They'll get to Aperture. You don't really need a Mac Pro if your primary app is Aperture. You might need one if your moneymaker is Photoshop.
I wouldn't even go that far to say Photoshop. Although it will utilize your systems video card, still not all the functions in PS do and the ones that do are still don't use it to the fullest. I would be more inclined to say a good iMac with a top of the line mobile video chipset.
Now what would use a Mac Pro to the fullest is say CAD programs like Solidworks, or software used for number crunching for SETI or Medical Platforms. And let me not forget the mass of the market for the new Mac Pro would be video editors without a doubt.
Then again, it depends on how patient the user is and if its a business were does productivity and development cost meet.
My personal stand point based on todays current Mac desktop models:
Mac Mini - Photography, Moderate graphics design and occasional video editing.
iMac - Commercial Photography, commercial graphics design, moderate video editing.

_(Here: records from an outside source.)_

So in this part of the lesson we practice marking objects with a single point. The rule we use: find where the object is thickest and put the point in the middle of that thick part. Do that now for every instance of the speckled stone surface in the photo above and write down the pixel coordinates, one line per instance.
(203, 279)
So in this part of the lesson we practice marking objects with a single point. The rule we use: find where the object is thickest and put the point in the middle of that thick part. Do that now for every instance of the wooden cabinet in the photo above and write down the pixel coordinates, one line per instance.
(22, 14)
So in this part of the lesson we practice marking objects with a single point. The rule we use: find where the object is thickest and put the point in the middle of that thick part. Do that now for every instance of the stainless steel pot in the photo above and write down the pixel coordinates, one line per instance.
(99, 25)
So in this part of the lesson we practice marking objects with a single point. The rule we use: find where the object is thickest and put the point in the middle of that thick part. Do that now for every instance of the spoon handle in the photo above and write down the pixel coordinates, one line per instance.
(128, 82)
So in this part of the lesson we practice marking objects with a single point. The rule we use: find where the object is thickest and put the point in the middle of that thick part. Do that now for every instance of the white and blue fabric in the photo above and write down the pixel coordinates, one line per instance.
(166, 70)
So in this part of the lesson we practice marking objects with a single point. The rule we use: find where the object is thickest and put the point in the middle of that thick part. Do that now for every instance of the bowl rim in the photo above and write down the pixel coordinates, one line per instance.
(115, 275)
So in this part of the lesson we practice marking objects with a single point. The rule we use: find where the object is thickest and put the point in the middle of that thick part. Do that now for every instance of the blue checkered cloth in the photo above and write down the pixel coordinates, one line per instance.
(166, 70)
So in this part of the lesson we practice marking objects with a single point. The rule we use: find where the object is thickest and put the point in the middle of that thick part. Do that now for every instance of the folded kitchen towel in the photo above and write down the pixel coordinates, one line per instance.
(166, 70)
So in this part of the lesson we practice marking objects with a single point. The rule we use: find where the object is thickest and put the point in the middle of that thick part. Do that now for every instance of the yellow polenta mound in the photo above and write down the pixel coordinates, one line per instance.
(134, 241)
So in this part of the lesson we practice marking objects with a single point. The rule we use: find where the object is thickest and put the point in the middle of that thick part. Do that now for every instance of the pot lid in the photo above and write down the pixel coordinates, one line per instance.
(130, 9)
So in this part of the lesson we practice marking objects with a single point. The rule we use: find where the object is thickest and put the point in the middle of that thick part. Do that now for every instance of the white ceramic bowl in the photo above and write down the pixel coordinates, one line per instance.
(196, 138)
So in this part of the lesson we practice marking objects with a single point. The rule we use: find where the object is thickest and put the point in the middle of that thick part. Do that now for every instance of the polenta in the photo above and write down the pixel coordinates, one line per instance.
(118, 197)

Mac Pro - Commercial Video Editing and Production, 3D Modeling/CAD and model simulation, Number Crunching for Medical and Stellar Research.
EDIT:
After posting this I realized. Apple doesn't have any "real" servers. They sell the Mac Mini as a server platform, but it isn't. Although it doesn't take much of a CPU these days to be a server, it lacks the ability to hot swap disk drives and it doesn't offer the data integrity(error bit checking)that a Xeon based server system would. This was a nich that the Mac Pro was covering. But no one wants dual video cards in a modern server. So were does apple go from here with a server platform. Could they offer a Xeon based Mini without disk drives allowing one to purchase a RAID system separately? Or could they sell a Mac Pro in the futures with a low end video card and internal Flash storage running in RAID mirroring?